I tried to forget Tom and return to my convivial friends.

“But it
is
necessary to get one's living, Gibbon,” Mrs. Spooner said.

“Of course, Mother. I don't doubt the necessity of our doing it—more's the pity—but don't we all feel inspired to paint as well from nature … and from history? Would we not do better to go out into the fields and rivers and mountains much more than we do? I begin to think that I prefer biblical scenes even to all this face painting.”

Julian made an expression of repugnance. “You have a point, Gibbon,” he responded, “but I have as little taste for biblical allegories as for the isolation of lengthy expeditions among God's temples. Portrait painting is, after all, a much more social art, and of honorable lineage as well. And then, as Mrs. Spooner has so aptly said, there's one's living to get, after all.” He made a slight bow to her. And he and I raised glasses to one another.

Julian looked about to see the effect of his argument. Then he added, “But let us be honest on this count: Unless one has visited Italy—and this you have to see for yourself, Allegra—you cannot form any idea of the privileges and respect an artist enjoys there. Here, there is simply no point of reference, no understanding of such a thing.”
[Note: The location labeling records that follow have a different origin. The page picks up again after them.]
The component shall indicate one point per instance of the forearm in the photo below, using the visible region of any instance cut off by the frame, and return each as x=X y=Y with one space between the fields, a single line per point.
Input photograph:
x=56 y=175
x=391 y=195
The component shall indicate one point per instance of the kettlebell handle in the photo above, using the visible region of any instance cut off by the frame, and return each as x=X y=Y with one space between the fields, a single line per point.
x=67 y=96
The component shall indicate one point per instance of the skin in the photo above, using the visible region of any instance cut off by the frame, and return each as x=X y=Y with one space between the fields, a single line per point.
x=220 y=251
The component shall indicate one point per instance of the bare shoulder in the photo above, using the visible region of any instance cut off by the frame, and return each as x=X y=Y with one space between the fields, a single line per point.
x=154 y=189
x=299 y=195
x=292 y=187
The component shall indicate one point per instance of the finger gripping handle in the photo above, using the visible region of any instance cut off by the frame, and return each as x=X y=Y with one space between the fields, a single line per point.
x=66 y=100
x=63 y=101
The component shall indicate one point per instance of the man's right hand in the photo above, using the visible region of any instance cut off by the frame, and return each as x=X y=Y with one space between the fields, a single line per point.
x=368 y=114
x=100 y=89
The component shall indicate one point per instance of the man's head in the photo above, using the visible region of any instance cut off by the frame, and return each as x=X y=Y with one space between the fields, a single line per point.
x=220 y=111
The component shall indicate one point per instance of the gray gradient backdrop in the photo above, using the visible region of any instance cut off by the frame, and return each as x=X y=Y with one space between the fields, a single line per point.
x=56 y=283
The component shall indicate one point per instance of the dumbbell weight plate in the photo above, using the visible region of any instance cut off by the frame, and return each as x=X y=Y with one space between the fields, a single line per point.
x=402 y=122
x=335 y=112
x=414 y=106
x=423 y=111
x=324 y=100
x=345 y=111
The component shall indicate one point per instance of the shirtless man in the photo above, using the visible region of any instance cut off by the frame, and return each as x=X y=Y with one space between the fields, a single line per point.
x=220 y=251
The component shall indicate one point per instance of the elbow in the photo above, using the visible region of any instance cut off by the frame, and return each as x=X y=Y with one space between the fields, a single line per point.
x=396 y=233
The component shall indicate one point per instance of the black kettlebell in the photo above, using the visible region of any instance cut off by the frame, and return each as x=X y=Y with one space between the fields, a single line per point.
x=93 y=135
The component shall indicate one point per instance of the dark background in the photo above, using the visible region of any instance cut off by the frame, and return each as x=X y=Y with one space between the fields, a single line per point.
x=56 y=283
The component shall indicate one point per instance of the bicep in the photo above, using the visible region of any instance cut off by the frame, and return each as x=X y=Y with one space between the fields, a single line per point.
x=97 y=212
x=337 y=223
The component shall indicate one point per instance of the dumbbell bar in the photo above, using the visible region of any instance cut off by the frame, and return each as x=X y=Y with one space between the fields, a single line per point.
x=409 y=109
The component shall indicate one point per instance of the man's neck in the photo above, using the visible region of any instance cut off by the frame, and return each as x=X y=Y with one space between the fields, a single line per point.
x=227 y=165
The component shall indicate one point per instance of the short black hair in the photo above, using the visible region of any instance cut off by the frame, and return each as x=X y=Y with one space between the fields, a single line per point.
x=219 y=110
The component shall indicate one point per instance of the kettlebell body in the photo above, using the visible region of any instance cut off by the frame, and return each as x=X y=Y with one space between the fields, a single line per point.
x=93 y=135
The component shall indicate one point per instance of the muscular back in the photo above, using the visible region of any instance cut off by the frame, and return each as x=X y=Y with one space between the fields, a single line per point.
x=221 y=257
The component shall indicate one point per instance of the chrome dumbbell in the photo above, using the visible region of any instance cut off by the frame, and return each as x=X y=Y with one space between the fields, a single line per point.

“Wasn't it Mrs. Trollope, George,” Mrs. Spooner asked, “who said … what was it now? … That we Americans speak only of the finish of drapery and resemblance in a portrait … never of ‘drawing' or ‘composition' or the like. Never of ‘inspiration.' And that we ask ‘only how long it takes to paint a painting and then divide up the price by the number of days, as if years of invention and study go for nothing with those people!'”

“I believe you are correct, dear. The indomitable Mrs. Trollope!” Mr. Spooner laughed. “But to take your other point, Julian, what one paints finally is a matter of temperament, as well. Cole always said he was constitutionally repelled by cities. ‘Never go to New York,' he once told me, ‘without a presentiment of evil.' I, on the other hand, have found myself comfortable in the wilderness, in rural society, and in the city. So I do a bit of everything, eh? But I live here, for, as Mother says,” and he too made a slight bow to his wife, “we have a living to get, after all.”

“I wouldn't dispute that, Father,” Gibbon said. “As to this business of necessity, I quite agree, let there be portraits galore.” He nodded to me and I nodded back. “The country is a good place to study and paint. And then the city is a good place to sell the products of a cultivated mind. Let those who would display their wealth, as offensively as they wish; let those who would devote whole lifetimes to this swelling and swaggering and strutting in the marketplace, but let them also, I say, purchase our renderings of beauty and sublimity … and even their own faces flattered out of recognition.”

“Precisely why old Cole is too massy and umbrageous!” Julian snapped and laughed. “He is at once too besotted with his own wanderings in the wilderness and too servile from keeping a sharp eye, at the same time, ever on the marketplace.”

Mr. Spooner, who had by now imbibed several glasses of wine, gave out a great laugh. “Julian, you too often overreach yourself for the telling phrase, but it is most amusing to listen to you, eh?” He smiled and looked at each of us. Then he laughed again. “An artist must follow his own talent and his own soul first, for if the masters teach us anything it is that art must be a thing not merely of fidelity but of the spirit. And it is the masters who offer us the corrective of timelessness, of what lasts. If we wish to avoid the mire of mannerism, narcissism, and … ephemeral fashion in the arts.”

“To the masters, then!” Gibbon said. He stood up and raised his glass. “To the Italian masters.”

We all stood out of our chairs and toasted.

How much I must have lost, I thought, from having seen so few of them!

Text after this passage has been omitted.